CS585/DS503: Big Data Management

CS585/DS503: Big Data Management

SPRING 2021: PLEASE GO TO CANVAS ABOUT ACCESS TO THIS COURSE.

Syllabus. Readings.
Grading.
Projects.
Topics + Schedule. Additional Resources.


Course Site

         http://web.cs.wpi.edu/~cs585/s21

Class Meetings

         Semester: Spring 2021
         Date/Time: Mondays at 6:00pm - 8:50pm.
     
Professor:
          Prof. E. Rundensteiner
         Location: FULLER LABS 135 (during normal times)
         Email address: rundenst (at) wpi.edu  
         Office Hours:: See CANVAS.   
         Contacting Me:  If you email me, do make sure to use "CS585" in the subject line.
         I may miss your inquiry otherwise.


Graduate Assistants:
        TA and Office Hours: See CANVAS.    
         Office Hour Location: ON-LINE AS WILL BE ANNOUNCED ON CANVAS.

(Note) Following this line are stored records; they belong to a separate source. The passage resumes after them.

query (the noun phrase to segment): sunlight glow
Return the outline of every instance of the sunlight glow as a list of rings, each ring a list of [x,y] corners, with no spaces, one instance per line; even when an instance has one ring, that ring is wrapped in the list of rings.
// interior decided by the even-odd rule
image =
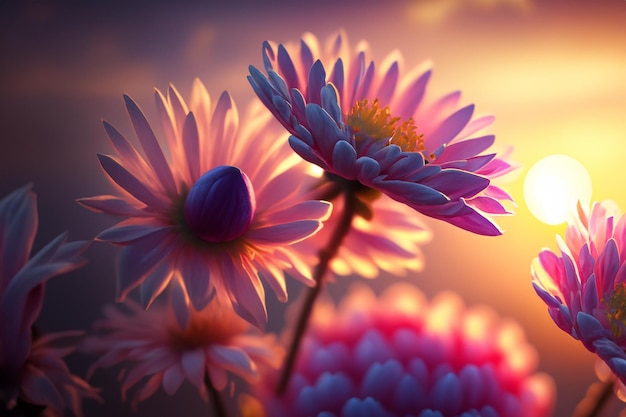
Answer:
[[[530,212],[546,224],[565,222],[580,201],[591,200],[591,178],[578,161],[567,155],[550,155],[533,165],[524,180],[524,200]]]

Course Overview (Catalog Info)
Emerging applications from science, engineering, business to leasure generate and collect data at unprecedented speed, scale, and complexity that need to be managed and analyzed efficiently. This course is designed to introduce students to the emerging techniques and infrastructures developed for big data management. It is for students interested in understanding the ins and outs of big database systems, those interested in getting a solid foundation in the general area of data-intensive processing, those dealing with large-scale data management and analysis in the broader sense, or are interested in database and information systems research and in conducting an MS thesis or a dissertation in a data related topic. Topics covered include but are not limited to distributed database systems, MapReduce infrastructure, Spark, HBase, NoSQL Databases, and cloud-based computing. Query processing, optimization, access methods, storage layouts, and scalable analytics techniques developed on these infrastructures may be covered. Students are expected to engage in hands-on projects using one or more of these technologies.


Course Objectives
Objectives of this course include:
   1-  Learn about state-of-art techniques in data management systems that you can apply to your future research and practical work.
   2-  Practice how to read, review and present technical papers known to be an essential skill for professionals.
   3-  Work on hands-on projects with different big data infrastructures.


Coursework
The course is organized as series of seminars presented by the instructor and students. The instructor will present lectures covering the state-of-art techniques in various topics. Students, typically in teams, will also present papers on a relevant big data topics. Students, again in teams, will work on several course projects. A project typically involves implementing some of the techniques covered in class, modifying and extending these techniques, or performing a comparative study between alternative techniques. However, projects do not not have to be limited to the covered material. Instead, the student is invited to be creative about exploring new innovative big data technologies. A good project may result in writing a publishable paper.


Prerequisites

Students are expected to have strong background and knowledge of relational database management systems. Prior courses in databases, e.g., CS542, CS4432, or equivalent courses, are strongly recommended. Also students are expected to have strong skills in programming with languages such as Java or C++.

 
WPI E-System
In addition to this website, the course is also available at canvas.wpi.edu. Grades, assignments and lecture-slide decks will be in CANVAS.


Discussion Board
Please use the discussion board at canvas.wpi.edu for course-related discussion and exchange of emails. In addition, in rare cases, the instructor may contact you via email.